Sunday, September 02, 2007

Because images from science fiction really do help...

Italian physics & engineering professor Nicola Pugno generates a lot of discussion (at least in blogosphere) for his scientific work and predictions on carbon nanotubes. Last year, he predicted that carbon nanotubes, even in all of their theorized glory, wouldn't be strong enough for a space elevator cable.

This year, he's more optimistic. No, the space elevator is still a no-go. But he does have high hopes for scaling walls Spiderman-style.

Why does Dr. Pugno catch my eye? His use of science fiction images is not likely to be an accident. When he writes about taking elevators into space or climbing up walls with special adhesive clothing, he invokes strong, myth-like, associations for a range of people- including many who probably don't spend lots of time trolling around peer-reviewed scientific journals.



  1. When I spoke this summer with people active in the space elevator design biz, they were dismissive of Pugno's claims and suggested that his calculations were incorrect.

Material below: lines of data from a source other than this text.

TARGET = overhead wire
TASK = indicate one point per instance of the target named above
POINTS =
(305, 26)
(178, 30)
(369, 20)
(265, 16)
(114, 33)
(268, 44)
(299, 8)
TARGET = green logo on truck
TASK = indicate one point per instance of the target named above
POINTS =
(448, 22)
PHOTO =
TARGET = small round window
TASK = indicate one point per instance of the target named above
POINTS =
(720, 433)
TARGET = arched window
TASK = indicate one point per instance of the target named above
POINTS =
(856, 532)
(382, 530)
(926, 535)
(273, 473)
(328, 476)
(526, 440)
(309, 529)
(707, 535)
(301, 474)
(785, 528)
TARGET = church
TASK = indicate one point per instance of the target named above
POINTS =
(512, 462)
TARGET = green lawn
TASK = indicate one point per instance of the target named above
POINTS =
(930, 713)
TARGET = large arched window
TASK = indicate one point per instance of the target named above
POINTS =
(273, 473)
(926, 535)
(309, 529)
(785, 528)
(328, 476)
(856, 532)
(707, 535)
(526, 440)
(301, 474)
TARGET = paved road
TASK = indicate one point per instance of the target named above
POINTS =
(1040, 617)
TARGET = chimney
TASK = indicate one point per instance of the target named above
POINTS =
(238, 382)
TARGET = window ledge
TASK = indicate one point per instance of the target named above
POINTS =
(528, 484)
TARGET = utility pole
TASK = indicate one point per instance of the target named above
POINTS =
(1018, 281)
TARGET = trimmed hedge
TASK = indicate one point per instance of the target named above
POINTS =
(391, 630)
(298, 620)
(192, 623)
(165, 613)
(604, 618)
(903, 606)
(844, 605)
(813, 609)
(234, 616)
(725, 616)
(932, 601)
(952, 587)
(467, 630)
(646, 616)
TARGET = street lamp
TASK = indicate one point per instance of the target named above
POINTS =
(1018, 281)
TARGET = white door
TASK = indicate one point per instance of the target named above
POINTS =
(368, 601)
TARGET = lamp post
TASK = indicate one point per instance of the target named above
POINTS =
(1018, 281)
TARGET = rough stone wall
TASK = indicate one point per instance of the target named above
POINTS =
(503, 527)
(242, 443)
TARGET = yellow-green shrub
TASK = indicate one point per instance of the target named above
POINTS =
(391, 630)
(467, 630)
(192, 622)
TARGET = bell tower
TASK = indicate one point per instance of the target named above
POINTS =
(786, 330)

  2. I have begun to wonder if it would be helpful to systematically introduce scientists to great science fiction. I almost think that writing, social implications, and science fiction, should be mandatory parts of a graduate program in science. I know that undergraduate education is where we usually see breadth, and grad school is for depth, but there seems to have been a slight trend towards preparing grad students to be more well-rounded. This can be seen in the now mandatory literature seminar classes in which we refine our speaking skills.